Editorial
Tenho a sensação de que, nos últimos dias, tudo já foi dito sobre o Papa Francisco. Mas, ao mesmo tempo, sinto que nunca haverá palavras suficientes para escrever ou para falar sobre ele. Eu, certamente, não as tenho.
Há 12 anos, quando Jorge Mario Bergoglio foi eleito Papa, muitas foram as histórias que se contaram sobre ele, para apresentar ao Mundo quem era aquele cardeal argentino de sorriso pronto e aberto. Ficou-me, até hoje, aquela em que se noticiava que Francisco, já após a eleição – e, portanto, já figura maior da Igreja Católica –, havia tido o cuidado de telefonar, desde Roma, para o dono de um quiosque, em Buenos Aires, de modo a que fosse cancelada a entrega de jornais que era feita, diariamente, na sua residência oficial – exceto ao domingo, dia em que Bergoglio fazia questão de passar pessoalmente pela banca de jornais, para comprar o jornal e para dar dois dedos de conversa.
A história do simples telefonema sempre foi, para mim, símbolo de quem era Francisco. Empático, humanista e afável. Um de nós. Depois, mostrou-se um líder progressista – para desagrado da fação mais conservadora da Igreja –, congregador e elo de diálogo e de paz. Não fosse isso, não chorava agora todo o Mundo a sua morte – os católicos, obviamente, mas também ateus, agnósticos e pessoas de outras religiões. O Papa Francisco ficará na história por ter aberto a Igreja a “todos, todos, todos”, como deixou bem claro na sua intervenção em Lisboa, aquando das Jornadas Mundiais da Juventude. Agora, “todos, todos, todos” lhe dizem adeus, já antecipando a saudade que deixa – num momento em que, a nível mundial, a sua voz era tão necessária e, diria mesmo, imprescindível.

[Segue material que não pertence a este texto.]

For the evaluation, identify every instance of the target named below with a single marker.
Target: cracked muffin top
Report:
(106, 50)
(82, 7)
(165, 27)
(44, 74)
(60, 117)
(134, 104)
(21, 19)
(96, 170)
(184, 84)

Não posso, contudo, deixar de manifestar desagrado pela decisão tomada, em Portugal, pelo nosso Governo, que decidiu adiar os momentos festivos relativos às celebrações do 25 de Abril, devido ao facto de terem sido decretados três dias de luto nacional pela morte do Papa. E, à boleia, vários municípios já cancelaram ou adiaram as comemorações que tinham agendadas. Não se trata de uma “festa” qualquer, convenhamos. As celebrações da Revolução dos Cravos são o exaltar de uma conquista que tem como nome “liberdade”. É o dia em que se diz “sim” à democracia. Não vão os valores de Abril ao encontro do que advogava Francisco? Negá-lo é, no meu entender, não ter interpretado, de todo, a mensagem que ele nos passou.